Erschwerend für die Zentralplaner in Frankfurt und Brüssel kommt noch hinzu, dass ihr Antagonist, die amerikanische Federal Reserve, ihren Konsolidierungskurs hartnäckig verteidigt und ihrerseits die Zinsen mit 4,5 Prozent weit über dem Durchschnitt anderer großer Notenbanken hält. In den USA ist man offensichtlich bereit, ungerührt vom lauten Zetern des US-Präsidenten, einen positiven Kapitalmarktzins in Kauf zu nehmen, um den Märkten Raum für die Bereinigung unwirtschaftlicher Elemente zu geben. Produktives Kapital wird sich auf diese Weise neu orientieren und die Ökonomie substanziell in einem frischen Investitionszyklus kräftigen. Dass die US-Regierung in diesem Moment Steuersenkungen in Angriff nimmt, den Energiesektor dereguliert und die grüne Agenda abwickelt, wird wie Raketentreibstoff in einer Ökonomie wirken, die während der Biden-Jahre artifiziell gehemmt und in billigem Kredit ertränkt wurde. Die USA werden so zu einem Kapitalmagneten, dem die Eurozone nichts entgegenzusetzen hat.

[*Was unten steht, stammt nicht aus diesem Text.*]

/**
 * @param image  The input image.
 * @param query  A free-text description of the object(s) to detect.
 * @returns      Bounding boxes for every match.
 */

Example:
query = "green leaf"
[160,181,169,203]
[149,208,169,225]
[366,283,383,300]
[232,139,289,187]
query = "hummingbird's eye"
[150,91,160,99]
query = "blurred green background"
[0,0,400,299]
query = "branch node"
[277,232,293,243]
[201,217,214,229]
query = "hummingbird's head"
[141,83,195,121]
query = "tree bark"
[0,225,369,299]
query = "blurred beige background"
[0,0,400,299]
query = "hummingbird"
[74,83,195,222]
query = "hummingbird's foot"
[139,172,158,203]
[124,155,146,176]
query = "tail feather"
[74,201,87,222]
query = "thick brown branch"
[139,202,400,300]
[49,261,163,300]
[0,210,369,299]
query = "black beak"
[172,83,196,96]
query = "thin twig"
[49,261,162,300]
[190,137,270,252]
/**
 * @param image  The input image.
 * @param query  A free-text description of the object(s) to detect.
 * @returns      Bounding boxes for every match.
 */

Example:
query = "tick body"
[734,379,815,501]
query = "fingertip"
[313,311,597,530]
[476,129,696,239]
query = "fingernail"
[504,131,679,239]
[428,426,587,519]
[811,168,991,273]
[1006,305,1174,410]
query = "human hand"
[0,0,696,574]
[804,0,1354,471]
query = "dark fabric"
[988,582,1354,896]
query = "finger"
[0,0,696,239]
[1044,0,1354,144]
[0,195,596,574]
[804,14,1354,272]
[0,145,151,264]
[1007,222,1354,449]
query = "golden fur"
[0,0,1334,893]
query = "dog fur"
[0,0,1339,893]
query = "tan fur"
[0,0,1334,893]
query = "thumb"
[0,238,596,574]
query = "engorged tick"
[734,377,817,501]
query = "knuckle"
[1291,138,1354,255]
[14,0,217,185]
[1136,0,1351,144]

In Washington ist man überzeugt: Anpassungsschmerz wird zu einem späteren Zeitpunkt reich belohnt. Und während sich die USA technisch, administrativ und innovativ auf das digitale Zeitalter vorbereiten, erlebt EU-Europa einen Überbietungswettbewerb der Sozialstaatsplaner. Politische Debatten kreisen im Wesentlichen um Mietpreisdeckel, Sozialleistungen und grüne Subventionen – verordneter und regulierter Konsum, der produktive Tätigkeit preisgibt.
Man hat sich in Europa an eine ungesunde Form von Sozialstaatlichkeit und Subventionitis gewöhnt und ist dem hyperstaatlichen Wohlfahrtsmodell auf den Leim gegangen, um sozialen und ökonomischen Schmerz auf die lange Bank zu schieben. Und immer mit dabei: die EZB und die Gelddruckmaschine. Wie lange das gut gehen kann, steht in den Sternen. Sicher ist jedoch: Die Spannung in den Märkten wächst. Der Tag, an dem diese sich mit einem gigantischen Erdbeben entladen und die tektonischen Platten der Ökonomie ruckartig eine neue Position einnehmen, gewinnt Kontur.